市場ニュース

戻る
2016年07月30日16時00分

【特集】窪田朋一郎氏【日銀が追加緩和、こう読む8月相場!】(1) <相場観特集>

窪田朋一郎氏(松井証券 シニアマーケットアナリスト)

 29日の東京株式市場は、日銀の金融政策決定会合での追加緩和決定に絡み乱高下となった。銀行や不動産株などを中心に売買が錯綜し、“ポケモン狂騒曲”の後は“追加緩和祭り”ともいうべきハイボラティリティな相場が繰り広げられた。為替も急激な円高に振れるなど風雲急の気配を漂わせている。思惑が入り乱れる8月のマーケットを市場関係者はどうみているか。株価や為替の先行きについて意見を求めた。

●「当面は下振れリスクが意識される展開に」

窪田朋一郎氏(松井証券 シニアマーケットアナリスト)

 日銀が今回打ち出した追加緩和策について評価のポイントは大別して3つに分かれる。まずETFの買い入れ枠拡大について、これまでの3.3兆円から6兆円とほぼ倍増水準に増やしたことは、とりわけ株式市場にとっては需給面からも下支え効果を発揮することから、素直にプラス材料として評価してよいと思う。

 ただ、日経平均株価が参院選通過後の7月第2週(11~15日)に一本調子の上昇をみせた背景には、広義のヘリコプターマネーへの思惑があった。今回、国債買い入れを年間80兆円で据え置いたことが、マーケットの期待感の剥落につながったことは否めない。したがって、ETF買い入れ強化の一方、政府の経済対策とのシナジーを生む国債の買い入れ枠を現状維持としたことで、この2つの部分での評価はフラット(プラスマイナス・ゼロ)とみている。

 3つ目のポイントとして米ドル資金供給(および担保貸付制度の新設)は、銀行にとって外貨資金調達を安定化させるポジティブ材料となるが、恩恵は国際展開するメガバンクなどに限られ、地銀セクターなどにはメリットが及ばない、そのため評価も限定的となる。

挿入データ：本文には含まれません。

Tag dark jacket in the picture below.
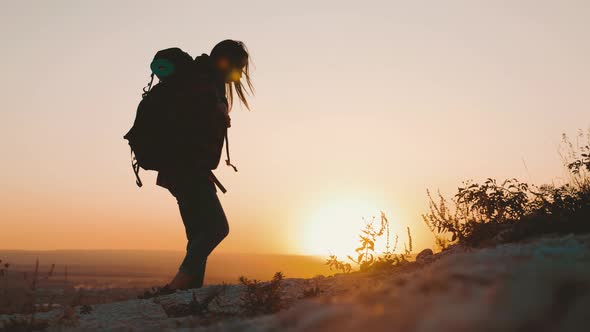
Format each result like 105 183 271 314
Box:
156 54 228 189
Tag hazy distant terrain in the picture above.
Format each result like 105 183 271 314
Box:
0 235 590 332
0 250 330 287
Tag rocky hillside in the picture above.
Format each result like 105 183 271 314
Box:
0 235 590 332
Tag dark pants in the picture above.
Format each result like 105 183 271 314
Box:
168 176 229 288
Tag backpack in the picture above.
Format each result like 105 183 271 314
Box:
123 48 237 189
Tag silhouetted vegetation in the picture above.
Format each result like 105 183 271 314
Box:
325 212 413 273
422 130 590 247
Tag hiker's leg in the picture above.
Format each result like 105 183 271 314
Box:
171 184 229 287
189 258 207 288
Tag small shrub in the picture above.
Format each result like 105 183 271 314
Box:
422 130 590 247
80 304 92 315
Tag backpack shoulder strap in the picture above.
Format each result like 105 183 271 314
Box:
225 130 238 172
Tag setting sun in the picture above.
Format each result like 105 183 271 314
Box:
300 198 394 258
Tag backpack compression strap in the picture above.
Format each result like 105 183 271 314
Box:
225 130 238 172
131 148 143 187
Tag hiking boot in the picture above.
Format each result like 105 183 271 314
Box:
137 284 176 299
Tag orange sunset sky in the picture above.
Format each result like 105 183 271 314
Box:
0 0 590 255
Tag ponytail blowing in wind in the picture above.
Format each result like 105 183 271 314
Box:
210 39 254 110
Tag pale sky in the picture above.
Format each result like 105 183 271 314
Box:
0 0 590 255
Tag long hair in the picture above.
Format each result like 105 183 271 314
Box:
211 39 254 110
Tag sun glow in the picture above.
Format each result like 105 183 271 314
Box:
300 199 389 259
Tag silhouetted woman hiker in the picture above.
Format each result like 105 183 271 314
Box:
155 40 254 295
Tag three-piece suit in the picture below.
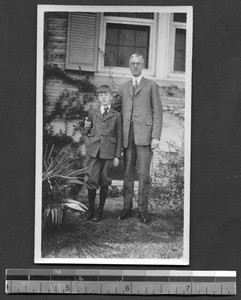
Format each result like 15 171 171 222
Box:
85 107 122 190
113 77 162 213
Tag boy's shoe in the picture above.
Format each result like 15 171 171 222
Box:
139 212 150 224
119 208 131 220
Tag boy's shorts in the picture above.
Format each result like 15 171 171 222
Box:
86 155 113 190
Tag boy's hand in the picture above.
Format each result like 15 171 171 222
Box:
113 157 120 167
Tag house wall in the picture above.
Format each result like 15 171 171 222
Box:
45 13 185 112
45 13 185 171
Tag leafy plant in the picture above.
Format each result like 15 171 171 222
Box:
42 146 87 228
150 142 184 222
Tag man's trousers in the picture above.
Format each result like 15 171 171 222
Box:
124 124 152 213
86 153 113 190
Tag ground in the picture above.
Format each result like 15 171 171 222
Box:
42 197 183 259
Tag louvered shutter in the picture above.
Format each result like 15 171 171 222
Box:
66 12 99 72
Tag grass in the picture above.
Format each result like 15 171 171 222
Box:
42 193 183 259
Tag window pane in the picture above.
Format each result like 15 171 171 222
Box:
174 29 186 72
116 46 134 68
105 45 117 67
173 13 187 23
105 23 150 68
118 29 135 46
104 12 154 19
136 31 149 47
106 27 118 45
135 48 148 68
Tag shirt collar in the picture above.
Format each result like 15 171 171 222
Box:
132 74 143 85
100 105 110 114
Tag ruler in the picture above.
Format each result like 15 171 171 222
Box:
5 269 236 295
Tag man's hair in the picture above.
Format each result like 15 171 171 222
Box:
97 84 113 95
129 53 145 65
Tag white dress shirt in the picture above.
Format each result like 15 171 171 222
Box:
132 75 143 86
100 105 110 115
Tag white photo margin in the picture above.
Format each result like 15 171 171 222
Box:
34 5 193 265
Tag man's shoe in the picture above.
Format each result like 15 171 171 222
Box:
92 212 102 222
139 212 150 224
119 208 131 220
84 211 94 221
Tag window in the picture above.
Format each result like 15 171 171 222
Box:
104 23 150 68
173 13 187 73
174 28 186 72
98 12 157 76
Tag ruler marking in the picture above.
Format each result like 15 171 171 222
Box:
5 269 237 295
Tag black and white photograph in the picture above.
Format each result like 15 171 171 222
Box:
34 5 193 265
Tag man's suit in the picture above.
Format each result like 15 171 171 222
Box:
113 77 162 213
85 108 122 190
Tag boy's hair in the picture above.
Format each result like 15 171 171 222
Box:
97 84 113 95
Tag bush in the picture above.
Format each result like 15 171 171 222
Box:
150 139 184 222
42 147 87 229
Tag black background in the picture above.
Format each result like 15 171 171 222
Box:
0 0 241 300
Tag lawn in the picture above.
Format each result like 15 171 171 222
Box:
42 192 183 259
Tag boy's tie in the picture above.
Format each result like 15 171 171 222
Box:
103 107 109 118
133 79 138 92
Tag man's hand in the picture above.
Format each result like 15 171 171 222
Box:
85 117 91 129
113 157 120 167
151 139 160 151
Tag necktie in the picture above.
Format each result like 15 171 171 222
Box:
103 107 109 117
134 79 138 92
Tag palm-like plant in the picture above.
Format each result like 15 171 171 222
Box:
42 146 87 228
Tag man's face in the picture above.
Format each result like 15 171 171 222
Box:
98 92 112 106
129 57 144 77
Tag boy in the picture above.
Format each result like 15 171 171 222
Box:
85 85 122 222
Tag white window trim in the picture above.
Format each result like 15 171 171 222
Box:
98 13 157 77
167 14 186 80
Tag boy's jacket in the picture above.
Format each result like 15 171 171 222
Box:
85 107 122 159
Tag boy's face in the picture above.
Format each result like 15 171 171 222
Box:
98 92 112 106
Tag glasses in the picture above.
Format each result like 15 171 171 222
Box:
130 63 142 67
98 92 110 96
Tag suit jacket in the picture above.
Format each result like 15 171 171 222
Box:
113 77 162 148
84 107 122 159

 このほか、マイナス金利を据え置いたことは、銀行セクターの収益悪化懸念には歯止めがかかるものの、一方で有利子負債や資金調達コストの低減効果を期待した不動産セクターなどにはネガティブに働く。業種によって明暗が分かれ、ここも全体観として一元的な評価は難しい。

 結果的に株式市場に与える浮揚効果は限られるだろう。日経平均はどちらかといえば下振れリスクのほうが大きいとみている。(29日はプラス圏で着地したが)上値追いトレンドには発展しづらく、日経平均は1万5800円前後を視野に下値を試す展開を想定している。8月相場の見通しとしては、これまで通りボックス圏の往来が続くとみており、1万5000~1万7000円のゾーンから離脱するのは容易ではない。

 個別には四半期決算発表を横目に好業績銘柄がピンポイントで買われる地合いが続きそうだ。セクター別では銀行株が相対的に有利で、特にメガバンクの動きは注目されるが、全体相場が弱含むなかでは上げ幅も限られよう。

(聞き手・中村潤一)

<プロフィール>(くぼた・ともいちろう)
松井証券へ入社後、マーケティング部を経て現職。ネット証券草創期から株式を中心に相場をウオッチし続け、個人投資家の売買動向にも詳しい。